I knew there was an element of risk involved. Should I buy the jersey before the game while it was in stock knowing the Chiefs could lose? Do I wait until the end of the match to run the risk of the shirts being sold out?

To make things a little more difficult, I live in Melbourne, Australia, so a post-game trip to Rally House, Dick’s Sporting Goods or the Chiefs pro shop wasn’t exactly in the cards. If I waited until the game was over, I would have to try my luck in the random world of online shopping.

To complicate the decision further, I get pretty superstitious when it comes to sports. What if buying a jersey before the game put some sort of mischief on the Chiefs? What if the sports gods perceive my actions as some kind of arrogance and take action accordingly?

It was a tough call to make, but fortune favors the bold, I thought to myself, and after a few days of thinking, I called the Chiefs pro shop and placed my order.

A decision that backfired dramatically.

The Chiefs were absolutely hammered and lost to the Tampa Bay Buccaneers by a final score of 31-9. As a result, my new jersey would now serve as a lifelong reminder of that disappointing Sunday and possibly the worst Chiefs game I have ever seen. Fantastic.

After a horrendous result, I was so happy to know that I had spent a not-so-insignificant amount of money on a reminder of the big game we lost (ah, not really).

The week after the game, I tried to save the day. I called the pro store to see if they could help me: was it possible to still have the same jersey but not with the Super Bowl LV patch on it? No, they said, it was too late. The patch would be attached. Oh joy.

But now, more than a dozen weeks after placing that fateful order, the decision still comes back to bite me. Not only had I bought a jersey that I don’t particularly want anymore, but I still don’t have this jersey – it’s currently lost somewhere in the postal service world.

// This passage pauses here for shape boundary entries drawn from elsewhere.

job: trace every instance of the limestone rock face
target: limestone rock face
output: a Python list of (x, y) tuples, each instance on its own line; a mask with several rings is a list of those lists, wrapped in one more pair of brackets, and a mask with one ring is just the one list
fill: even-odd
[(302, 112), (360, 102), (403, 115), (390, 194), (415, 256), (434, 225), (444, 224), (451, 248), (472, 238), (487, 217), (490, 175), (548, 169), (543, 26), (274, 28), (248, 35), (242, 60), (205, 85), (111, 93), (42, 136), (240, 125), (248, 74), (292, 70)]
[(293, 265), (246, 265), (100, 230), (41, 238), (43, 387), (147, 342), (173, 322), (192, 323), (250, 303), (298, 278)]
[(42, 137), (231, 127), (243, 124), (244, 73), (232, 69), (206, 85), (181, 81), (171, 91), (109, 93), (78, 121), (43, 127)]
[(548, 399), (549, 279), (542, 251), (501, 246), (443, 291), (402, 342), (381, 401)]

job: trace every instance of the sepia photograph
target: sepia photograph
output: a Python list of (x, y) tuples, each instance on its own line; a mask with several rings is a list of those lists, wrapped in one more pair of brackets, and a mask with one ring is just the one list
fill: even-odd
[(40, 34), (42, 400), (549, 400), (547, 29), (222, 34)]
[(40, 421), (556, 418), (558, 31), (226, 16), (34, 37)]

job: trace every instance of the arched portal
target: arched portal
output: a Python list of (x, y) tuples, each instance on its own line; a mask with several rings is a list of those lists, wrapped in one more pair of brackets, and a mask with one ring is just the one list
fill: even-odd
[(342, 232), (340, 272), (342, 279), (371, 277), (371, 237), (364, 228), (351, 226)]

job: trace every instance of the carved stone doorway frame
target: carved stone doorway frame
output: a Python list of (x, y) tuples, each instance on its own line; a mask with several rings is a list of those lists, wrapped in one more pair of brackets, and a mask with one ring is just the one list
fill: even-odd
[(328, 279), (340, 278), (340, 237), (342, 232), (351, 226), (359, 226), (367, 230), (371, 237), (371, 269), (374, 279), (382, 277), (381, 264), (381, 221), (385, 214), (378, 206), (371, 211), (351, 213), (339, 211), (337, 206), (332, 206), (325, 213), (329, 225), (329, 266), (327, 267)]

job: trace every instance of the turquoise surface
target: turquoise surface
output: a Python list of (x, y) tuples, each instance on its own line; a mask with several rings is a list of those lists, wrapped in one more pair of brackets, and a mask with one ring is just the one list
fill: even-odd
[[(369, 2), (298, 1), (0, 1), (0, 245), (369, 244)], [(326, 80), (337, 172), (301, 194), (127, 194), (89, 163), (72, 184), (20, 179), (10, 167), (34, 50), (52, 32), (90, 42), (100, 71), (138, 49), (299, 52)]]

Its exact location is unknown, which means that I must now try to find an object that will only serve to remind me of a game that I did my best to forget. Awesome.

What’s worse than spending $ 150 on a product you don’t really want anymore? Spend $ 150 on a product you don’t really want anymore and don’t actually receive it.

When I ordered the jersey, the pro shop told me it could take 4-10 weeks for it to ship out, but as that time elapsed the package was not delivered .

So far, my efforts to find the jersey have been unsuccessful. With the jersey being sent from Kansas City to Australia, there really is a chance it could be almost anywhere in the world right now.

A bold purchase that seemed like such a good idea at the time has come back to haunt me again and again. If a Super Bowl loss didn’t hurt enough, a global hunt to find an expensive and hapless memory of that miserable Sunday night only tops it off.

And so, my hunt continues. More than 120 days after Super Bowl LV, I’m still waiting for my jersey to arrive. But when he finally does, I’m not even sure I can bring myself to wear it.